# Ducato 3ltr+Comfortmatic+remap?



## RichardD (Sep 14, 2009)

Having now had our first real trip with our MH I've found that when on the D routes in France and cruising at 50mph to 55mph the Comfortmatic is just not able to drop into 6th gear. Which is a real shame as when it does the mpg reading goes from a low 20s to a low 30s.

Would a chip re-map or Tune-it box which increases the torque allow the Comfortmatic to hold 6th at a lower speed?

Richard


----------



## WildThingsKev (Dec 29, 2009)

A remap will allow the engine to hold speed at lower revs but whether the comfortmatic will allow the higher gear in practise I don't know.

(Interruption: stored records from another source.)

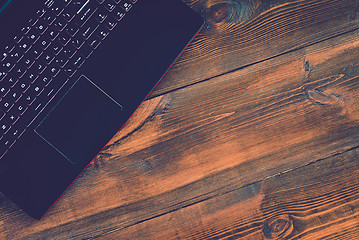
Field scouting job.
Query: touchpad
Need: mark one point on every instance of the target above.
(82, 122)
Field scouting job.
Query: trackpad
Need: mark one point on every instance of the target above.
(82, 122)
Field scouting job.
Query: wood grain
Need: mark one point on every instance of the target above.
(239, 33)
(318, 201)
(207, 147)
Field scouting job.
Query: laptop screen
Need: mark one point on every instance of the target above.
(3, 4)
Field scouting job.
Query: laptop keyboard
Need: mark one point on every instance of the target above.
(46, 53)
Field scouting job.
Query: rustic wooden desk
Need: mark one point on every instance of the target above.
(253, 134)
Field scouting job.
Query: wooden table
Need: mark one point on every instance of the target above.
(253, 134)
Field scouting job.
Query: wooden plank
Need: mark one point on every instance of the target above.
(318, 201)
(242, 32)
(209, 139)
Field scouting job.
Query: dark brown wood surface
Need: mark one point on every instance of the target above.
(252, 134)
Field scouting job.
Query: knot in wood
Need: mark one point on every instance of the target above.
(278, 227)
(217, 13)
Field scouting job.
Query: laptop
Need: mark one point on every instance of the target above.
(72, 72)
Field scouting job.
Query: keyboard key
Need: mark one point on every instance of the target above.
(16, 54)
(10, 80)
(54, 70)
(7, 142)
(36, 89)
(3, 55)
(126, 5)
(119, 13)
(102, 32)
(2, 74)
(25, 29)
(78, 60)
(55, 47)
(44, 79)
(110, 22)
(89, 28)
(49, 18)
(23, 86)
(60, 23)
(40, 66)
(61, 60)
(101, 14)
(65, 3)
(72, 29)
(85, 14)
(48, 3)
(33, 35)
(64, 38)
(20, 107)
(11, 117)
(41, 12)
(32, 21)
(18, 37)
(6, 104)
(29, 99)
(14, 94)
(94, 41)
(57, 7)
(2, 114)
(70, 69)
(20, 70)
(86, 50)
(4, 127)
(52, 33)
(41, 26)
(44, 42)
(16, 132)
(8, 65)
(4, 90)
(47, 57)
(77, 41)
(8, 48)
(69, 50)
(24, 45)
(30, 76)
(110, 5)
(28, 62)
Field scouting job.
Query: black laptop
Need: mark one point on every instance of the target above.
(71, 74)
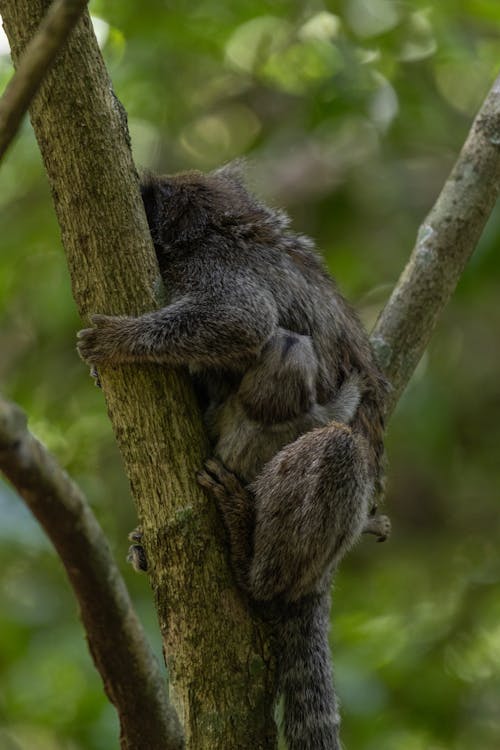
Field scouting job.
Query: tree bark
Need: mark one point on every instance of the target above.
(445, 242)
(39, 55)
(218, 654)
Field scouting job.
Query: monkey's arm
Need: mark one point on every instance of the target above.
(201, 331)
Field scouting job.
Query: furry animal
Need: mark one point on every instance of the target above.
(241, 284)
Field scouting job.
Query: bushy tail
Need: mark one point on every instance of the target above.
(310, 717)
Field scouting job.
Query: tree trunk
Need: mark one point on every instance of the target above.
(219, 657)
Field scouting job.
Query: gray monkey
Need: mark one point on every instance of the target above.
(239, 280)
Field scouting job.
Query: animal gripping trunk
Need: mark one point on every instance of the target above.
(310, 717)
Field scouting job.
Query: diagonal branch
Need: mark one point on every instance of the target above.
(445, 242)
(116, 640)
(39, 55)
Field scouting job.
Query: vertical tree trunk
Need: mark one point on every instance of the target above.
(219, 658)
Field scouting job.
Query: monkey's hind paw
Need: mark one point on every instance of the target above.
(136, 554)
(380, 526)
(218, 480)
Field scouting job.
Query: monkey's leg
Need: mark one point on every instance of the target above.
(311, 504)
(236, 504)
(379, 525)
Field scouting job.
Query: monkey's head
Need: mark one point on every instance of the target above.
(182, 208)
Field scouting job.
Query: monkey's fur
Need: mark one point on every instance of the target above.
(240, 284)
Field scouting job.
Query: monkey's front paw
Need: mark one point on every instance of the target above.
(102, 343)
(136, 554)
(380, 526)
(218, 480)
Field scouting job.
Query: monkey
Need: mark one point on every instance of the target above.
(238, 280)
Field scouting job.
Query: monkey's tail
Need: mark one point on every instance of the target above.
(310, 707)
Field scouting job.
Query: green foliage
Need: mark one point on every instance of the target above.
(351, 113)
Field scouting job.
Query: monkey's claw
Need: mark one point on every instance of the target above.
(103, 342)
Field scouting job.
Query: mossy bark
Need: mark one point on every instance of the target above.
(219, 659)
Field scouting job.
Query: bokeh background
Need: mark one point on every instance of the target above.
(351, 114)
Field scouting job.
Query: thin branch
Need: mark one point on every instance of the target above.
(116, 640)
(39, 55)
(445, 242)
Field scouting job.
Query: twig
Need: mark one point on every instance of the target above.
(445, 242)
(116, 640)
(38, 56)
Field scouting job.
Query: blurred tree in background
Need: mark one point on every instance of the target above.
(351, 114)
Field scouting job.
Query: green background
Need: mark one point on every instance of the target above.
(351, 114)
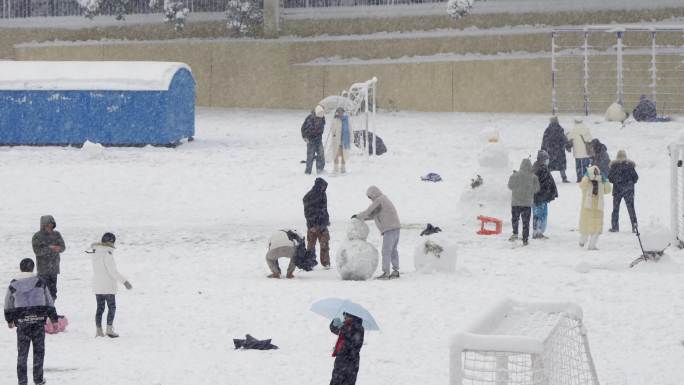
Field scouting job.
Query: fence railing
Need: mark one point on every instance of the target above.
(35, 8)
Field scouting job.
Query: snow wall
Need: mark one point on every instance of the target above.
(111, 103)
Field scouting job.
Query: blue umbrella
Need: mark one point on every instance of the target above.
(334, 307)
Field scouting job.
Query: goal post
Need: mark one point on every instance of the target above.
(519, 343)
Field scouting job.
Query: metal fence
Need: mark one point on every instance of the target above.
(35, 8)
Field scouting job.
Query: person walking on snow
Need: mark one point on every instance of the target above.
(340, 140)
(28, 305)
(600, 158)
(523, 185)
(312, 133)
(547, 192)
(383, 212)
(47, 246)
(623, 176)
(554, 143)
(105, 279)
(347, 349)
(318, 220)
(593, 187)
(579, 138)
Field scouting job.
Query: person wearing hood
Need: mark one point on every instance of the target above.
(523, 185)
(594, 186)
(318, 220)
(547, 192)
(579, 138)
(347, 349)
(383, 212)
(600, 158)
(623, 176)
(554, 143)
(47, 246)
(105, 282)
(28, 305)
(312, 133)
(340, 141)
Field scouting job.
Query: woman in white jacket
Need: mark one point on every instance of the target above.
(105, 280)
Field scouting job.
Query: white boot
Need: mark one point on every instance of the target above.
(110, 332)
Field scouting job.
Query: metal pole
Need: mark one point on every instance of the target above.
(620, 85)
(554, 105)
(586, 73)
(654, 75)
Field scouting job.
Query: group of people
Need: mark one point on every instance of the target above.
(30, 298)
(533, 187)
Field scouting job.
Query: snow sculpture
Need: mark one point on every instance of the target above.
(435, 253)
(459, 8)
(356, 259)
(490, 195)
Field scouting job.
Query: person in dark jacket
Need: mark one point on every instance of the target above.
(28, 303)
(547, 192)
(312, 133)
(347, 349)
(554, 143)
(600, 157)
(318, 220)
(623, 176)
(47, 245)
(645, 111)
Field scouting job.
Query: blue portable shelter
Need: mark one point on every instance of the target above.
(111, 103)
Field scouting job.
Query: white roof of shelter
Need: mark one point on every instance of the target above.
(87, 76)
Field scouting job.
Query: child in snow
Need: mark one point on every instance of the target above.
(340, 140)
(347, 349)
(623, 176)
(593, 186)
(523, 185)
(28, 304)
(547, 192)
(105, 278)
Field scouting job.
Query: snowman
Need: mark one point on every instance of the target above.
(488, 193)
(356, 259)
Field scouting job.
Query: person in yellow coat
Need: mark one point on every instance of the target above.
(593, 187)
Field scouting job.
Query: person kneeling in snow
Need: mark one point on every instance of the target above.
(347, 349)
(105, 279)
(387, 220)
(28, 304)
(594, 187)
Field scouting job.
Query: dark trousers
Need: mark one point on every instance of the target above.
(26, 335)
(314, 150)
(110, 299)
(323, 236)
(525, 213)
(51, 282)
(581, 165)
(628, 196)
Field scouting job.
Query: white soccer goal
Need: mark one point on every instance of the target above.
(519, 343)
(677, 193)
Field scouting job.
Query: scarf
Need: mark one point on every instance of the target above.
(346, 137)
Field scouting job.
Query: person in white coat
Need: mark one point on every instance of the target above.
(579, 138)
(106, 278)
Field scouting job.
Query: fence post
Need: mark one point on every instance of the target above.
(271, 18)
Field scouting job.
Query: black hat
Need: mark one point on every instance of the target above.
(108, 238)
(26, 265)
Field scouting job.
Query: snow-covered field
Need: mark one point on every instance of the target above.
(192, 225)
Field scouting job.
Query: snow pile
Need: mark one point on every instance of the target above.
(356, 259)
(436, 253)
(459, 8)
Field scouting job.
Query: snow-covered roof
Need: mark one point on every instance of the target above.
(81, 75)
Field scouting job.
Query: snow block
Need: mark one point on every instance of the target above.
(110, 103)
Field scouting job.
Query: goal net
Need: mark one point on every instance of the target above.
(524, 344)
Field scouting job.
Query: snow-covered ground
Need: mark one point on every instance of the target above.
(192, 225)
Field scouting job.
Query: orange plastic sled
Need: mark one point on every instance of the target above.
(484, 220)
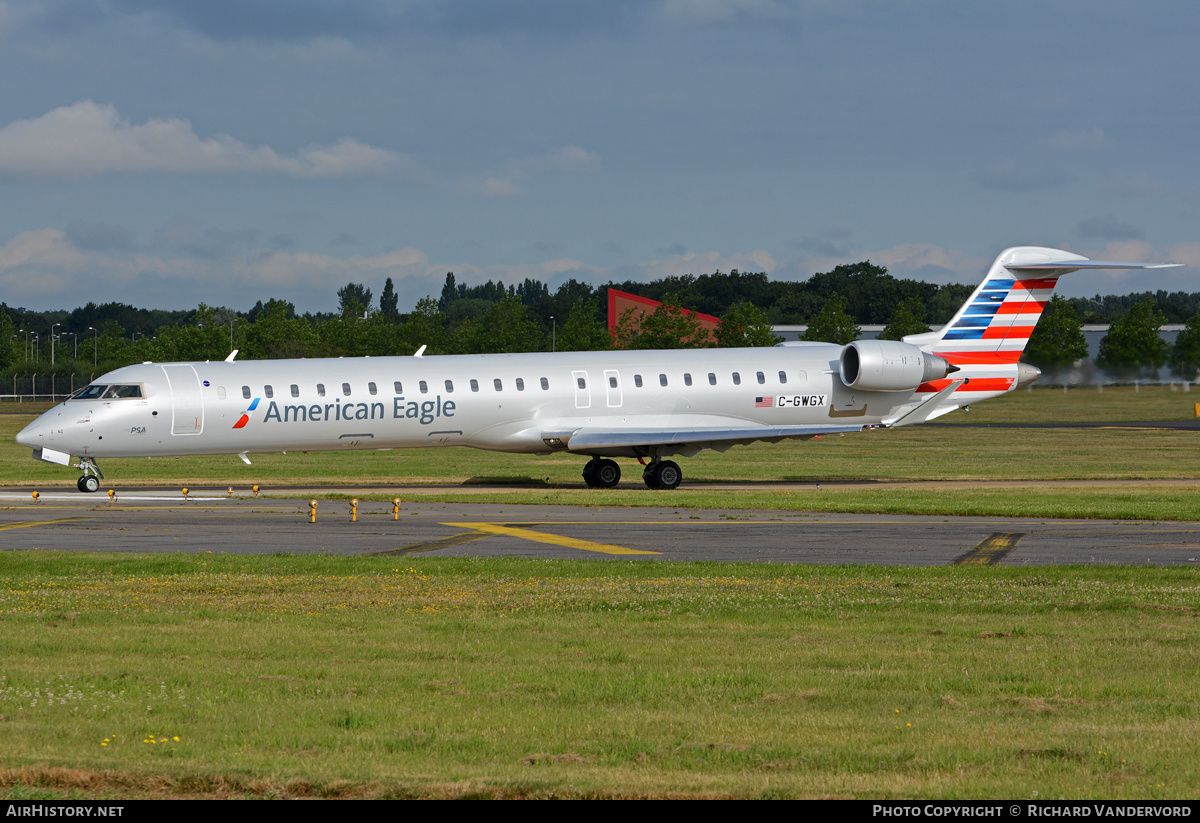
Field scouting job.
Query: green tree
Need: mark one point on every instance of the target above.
(907, 319)
(389, 302)
(353, 299)
(505, 326)
(669, 328)
(1133, 341)
(744, 324)
(833, 324)
(1059, 337)
(1186, 353)
(583, 331)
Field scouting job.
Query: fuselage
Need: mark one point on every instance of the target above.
(514, 402)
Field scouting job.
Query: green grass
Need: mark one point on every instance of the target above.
(361, 677)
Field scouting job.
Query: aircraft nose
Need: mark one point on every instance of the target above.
(28, 436)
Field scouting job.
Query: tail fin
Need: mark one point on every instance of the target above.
(995, 324)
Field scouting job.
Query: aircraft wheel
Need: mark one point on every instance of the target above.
(606, 473)
(670, 475)
(665, 474)
(589, 474)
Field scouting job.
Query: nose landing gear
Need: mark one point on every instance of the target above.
(601, 473)
(91, 475)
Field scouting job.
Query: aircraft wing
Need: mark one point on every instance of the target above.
(687, 439)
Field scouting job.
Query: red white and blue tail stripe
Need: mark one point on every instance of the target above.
(987, 336)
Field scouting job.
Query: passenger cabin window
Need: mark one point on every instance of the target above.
(108, 392)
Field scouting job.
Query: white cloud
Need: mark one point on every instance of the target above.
(508, 181)
(1089, 139)
(1122, 184)
(727, 11)
(695, 263)
(89, 138)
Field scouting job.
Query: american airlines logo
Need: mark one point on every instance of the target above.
(421, 412)
(245, 415)
(799, 401)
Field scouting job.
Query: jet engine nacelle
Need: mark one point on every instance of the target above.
(887, 365)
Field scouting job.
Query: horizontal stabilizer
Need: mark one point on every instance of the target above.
(593, 438)
(1063, 266)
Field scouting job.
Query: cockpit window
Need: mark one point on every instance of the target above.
(108, 392)
(123, 391)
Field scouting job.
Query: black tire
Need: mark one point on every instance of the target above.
(669, 475)
(606, 473)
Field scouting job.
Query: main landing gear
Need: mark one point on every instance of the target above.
(91, 475)
(601, 473)
(604, 473)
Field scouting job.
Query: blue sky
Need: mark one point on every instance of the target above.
(166, 154)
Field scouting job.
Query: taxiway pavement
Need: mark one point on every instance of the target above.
(210, 521)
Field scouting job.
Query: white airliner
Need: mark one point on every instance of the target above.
(604, 404)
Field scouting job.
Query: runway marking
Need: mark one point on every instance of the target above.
(24, 526)
(432, 545)
(991, 551)
(543, 538)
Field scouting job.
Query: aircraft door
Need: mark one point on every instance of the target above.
(582, 392)
(612, 385)
(186, 400)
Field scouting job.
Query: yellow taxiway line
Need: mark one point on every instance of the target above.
(541, 538)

You won't find anything like the mpg difference you suggest. I reckon our best mpg comes at about 40-45 in 4th or 5th (remapped 2.3).


----------



## trevd01 (Oct 26, 2007)

How many miles has it done? Ours is still improving at 12k miles. It is pulling higher gears at lower speeds than it used to.

The hill up to our house, which used to be first gear, goes up in second.

Occasionally at about 50 in 5th with no sign of changing up, I just touch + on the selector and it then sits in 6th quite happily. But our van is lighter & more aerodynamic than an A class.


----------



## Mrplodd (Mar 4, 2008)

Manual over-ride works on my Sprintshift (which I understand the comfortmatic is an evolution of)


----------



## Tissy (Jul 10, 2010)

Hi I didn't remap but bought a plug in module which does a similar thing .
3 litre now doing 28 MPG with only 8k on the clock 
yes it now stays in 6Th gear longer which makes the differance
Tissy


----------



## RichardD (Sep 14, 2009)

My engine has just turned 10K miles. 

If I do nudge the + to drop it into 6th at 50ish it just changes back down automatically. 

The mpg figures are those indicated on the instrument panel. But I have just done an actual consumption calculation over 2 tank fill ups over 1000 miles of mixed driving conditions and it is doing just over 23 mpg.

I've not yet tried using the manual mode yet, would you expect to achieve better mpg?

Richard


----------



## RichardD (Sep 14, 2009)

Hi Tissy,

Which plug-in module to you buy?

Richard


----------



## Tissy (Jul 10, 2010)

Hi Richard 
i bought the torquing diesel unit 
i also bought another harness so i attach it to my car when not using the motor home, the harness comes with a plug so if you need to start the van its not a problem.2 minutes to change them over and if you dont put the plug in the van/car won't start. 
Tissy


----------



## steco1958 (Mar 5, 2009)

RichardD said:


> My engine has just turned 10K miles.
> 
> If I do nudge the + to drop it into 6th at 50ish it just changes back down automatically.
> 
> ...


Richard,

That mileage is round about average from what I hear from other users, I have the 3lt manual, I am getting about 24mpg

Steve


----------



## trevd01 (Oct 26, 2007)

It would seem the issue must be down to aerodynamics on the flat plus weight uphill.

Our van runs at about 3.4t most of the time but is a slippery (compared to an A class or coachbuilt) standard panel van body.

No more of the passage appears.